Les ébats amoureux, qui par ailleurs ne le sont plus, sont perçus avec une très grande vulgarité et les mots pour les définir sont très crus. Il semble que l'intérêt de la chose soit la recherche du nouveau et de la débauche. L'attitude des personnages de 14,99 € devient animale. Ils finissent dénués d'émotions et d'humanité. Ghost Island, ce lieu de bacchanale, a des allures de zoo orgiaque où l'on nous montrerait des semblants d'êtres humains accomplissant d'étranges rites de reproduction. Le paradoxe souligné dans le roman est que le sexe, faute de matérialisation des sentiments, n'assume même pas sa fonction première de reproduction de l'espèce. Lorsque Sophie apprend à Octave qu'elle est enceinte, cette naissance semble sortir de nulle part, tel un miracle ou le fruit de la providence, comme si le sexe n'était pas à l'origine de cet enfant. L'acte physique ne sert plus à donner la vie, il a

pour seul but l'originalité dans la jouissance.
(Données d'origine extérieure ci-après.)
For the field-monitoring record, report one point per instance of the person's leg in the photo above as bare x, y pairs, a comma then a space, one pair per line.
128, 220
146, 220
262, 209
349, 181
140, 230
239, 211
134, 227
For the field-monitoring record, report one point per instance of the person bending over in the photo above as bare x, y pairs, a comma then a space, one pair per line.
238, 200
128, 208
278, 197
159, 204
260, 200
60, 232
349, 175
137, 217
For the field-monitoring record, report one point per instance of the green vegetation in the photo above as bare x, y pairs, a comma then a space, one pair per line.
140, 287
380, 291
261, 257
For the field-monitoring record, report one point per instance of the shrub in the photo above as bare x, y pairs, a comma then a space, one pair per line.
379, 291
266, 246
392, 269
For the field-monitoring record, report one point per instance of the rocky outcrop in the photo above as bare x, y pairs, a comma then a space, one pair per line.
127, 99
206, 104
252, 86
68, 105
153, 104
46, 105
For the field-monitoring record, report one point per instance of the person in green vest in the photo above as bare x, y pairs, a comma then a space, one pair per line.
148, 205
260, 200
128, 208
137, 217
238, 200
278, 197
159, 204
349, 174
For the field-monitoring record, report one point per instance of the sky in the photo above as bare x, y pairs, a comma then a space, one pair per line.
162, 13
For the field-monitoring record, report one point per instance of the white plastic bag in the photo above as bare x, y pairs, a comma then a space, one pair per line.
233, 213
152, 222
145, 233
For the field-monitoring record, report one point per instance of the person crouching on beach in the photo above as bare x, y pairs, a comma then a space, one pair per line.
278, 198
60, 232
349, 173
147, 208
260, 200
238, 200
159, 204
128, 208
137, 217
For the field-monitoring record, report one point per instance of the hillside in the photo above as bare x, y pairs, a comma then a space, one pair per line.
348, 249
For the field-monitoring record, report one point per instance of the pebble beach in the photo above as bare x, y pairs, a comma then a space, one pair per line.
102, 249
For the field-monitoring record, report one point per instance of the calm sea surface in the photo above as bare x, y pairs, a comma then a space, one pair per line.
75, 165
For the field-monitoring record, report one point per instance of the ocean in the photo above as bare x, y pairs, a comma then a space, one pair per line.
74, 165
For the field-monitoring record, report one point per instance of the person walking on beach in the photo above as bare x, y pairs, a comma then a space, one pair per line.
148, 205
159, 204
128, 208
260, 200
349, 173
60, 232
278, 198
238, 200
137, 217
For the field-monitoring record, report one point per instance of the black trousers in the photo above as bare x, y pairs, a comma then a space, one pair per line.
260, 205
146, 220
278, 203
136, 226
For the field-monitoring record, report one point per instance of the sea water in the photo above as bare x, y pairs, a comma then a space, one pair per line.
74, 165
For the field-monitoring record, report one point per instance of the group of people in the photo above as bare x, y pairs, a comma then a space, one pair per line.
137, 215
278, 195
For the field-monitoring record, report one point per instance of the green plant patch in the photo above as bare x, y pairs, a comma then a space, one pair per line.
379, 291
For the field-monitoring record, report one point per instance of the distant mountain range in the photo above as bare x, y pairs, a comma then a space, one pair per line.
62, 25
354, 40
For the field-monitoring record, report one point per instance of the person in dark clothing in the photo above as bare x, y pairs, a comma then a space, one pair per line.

Toujours dans ces relations à plusieurs, on observe que la prostitution occupe une grande place. L'ironie ici est que, quitte à avoir des relations physiques sans amour, autant se faire payer. Octave déclare : « Nous sommes tous prostitués. 95% des gens accepteraient de coucher si on leur proposait 1 500 euros. » (14,99 € 72). Le sexe perd aussi sa notion d'engagement et d'honnêteté, comme si on se déshabillait mais sans se mettre à nu :

Toi, tu les crois sur parole. Tu oublies que tu les paies. Au fond de toi, tu te doutes bien que Joanna se prénomme Janine mais tant que tu n'as pas joui, tu t'en moques. (14,99 €71)

Pour finir, une des seules relations « classiques » est entre Octave et Tamara. Leur aventure reste longtemps platonique, il ne font l'amour que de façon suggestive :

Et maintenant c'est elle qui enfonce sa langue dans ta bouche douce, et la pelle devient profonde, pénétration buccale où ta langue devient bite, lèche ses joues, son cou, ses yeux, saveur, gémissement, souffle, désir titillé. (14,99 €96)

« Un baiser est parfois plus beau que baiser. » (14,99 € 96). On ne dit plus « faire l'amour » car cette expression n'a plus de sens, elle est « hasbeen » comme dirait Octave. Quand ce dernier et Tamara le font pour la première fois, la beauté du baiser disparaît et même si leurs ébats sont beaucoup plus conventionnels, il n'en reste pas moins vulgaires : « Baseline : un coup de barre, Tamara, et ça repart. » (14,99 € 235).

Cette aliénation par le sexe montre bien l'inaptitude des personnages à vivre en société. Ils essaient de s'en échapper mais avec des moyens à la moralité douteuse. Cet asservissement se retrouve même jusque dans leur intimité profonde, complètement débridée.

La notion d'addiction est assez complexe. Dans les textes du corpus, elle réside dans le mouvement de révolte traduisant un ressentiment latent contre le mode de fonctionnement de la société. Toujours dans leurs perspectives de fuite, les personnages vont se mettre hors phase grâce à des substituts, ils se placent en dehors de ce système afin de mieux le contourner. Toutefois, cette transition de l'homme raisonnable à l'homme

aliéné et surtout dépendant est difficile. Il est bousculé par les flots agités de l'asservissement et il perd toute dimension héroïque. En effet, « étymologiquement, narcissique et narcotique viennent du même mot » (14,99 € 113). Les protagonistes des différents récits changent et perdent leur âme suite à une véritable dépression spirituelle. Toutes les relations avec autrui finissent bloquées, que ce soit psychologiquement ou physiquement : « des mécanismes de l'addiction qui viennent dérégler, ou s'immiscer dans des mécanismes vitaux pour l'espèce : ceux du plaisir, de la sexualité, des émotions et des sentiments »98

. Ladépossession des personnages est dangereuse car elle les pousse parfois vers la folie. Une fois de plus poussés dans leurs derniers retranchements, les personnages ont bien compris une chose : leurs efforts ne sont pas vains. Leurs addictions leur permettront d'atteindre une réalité au goût de paradis.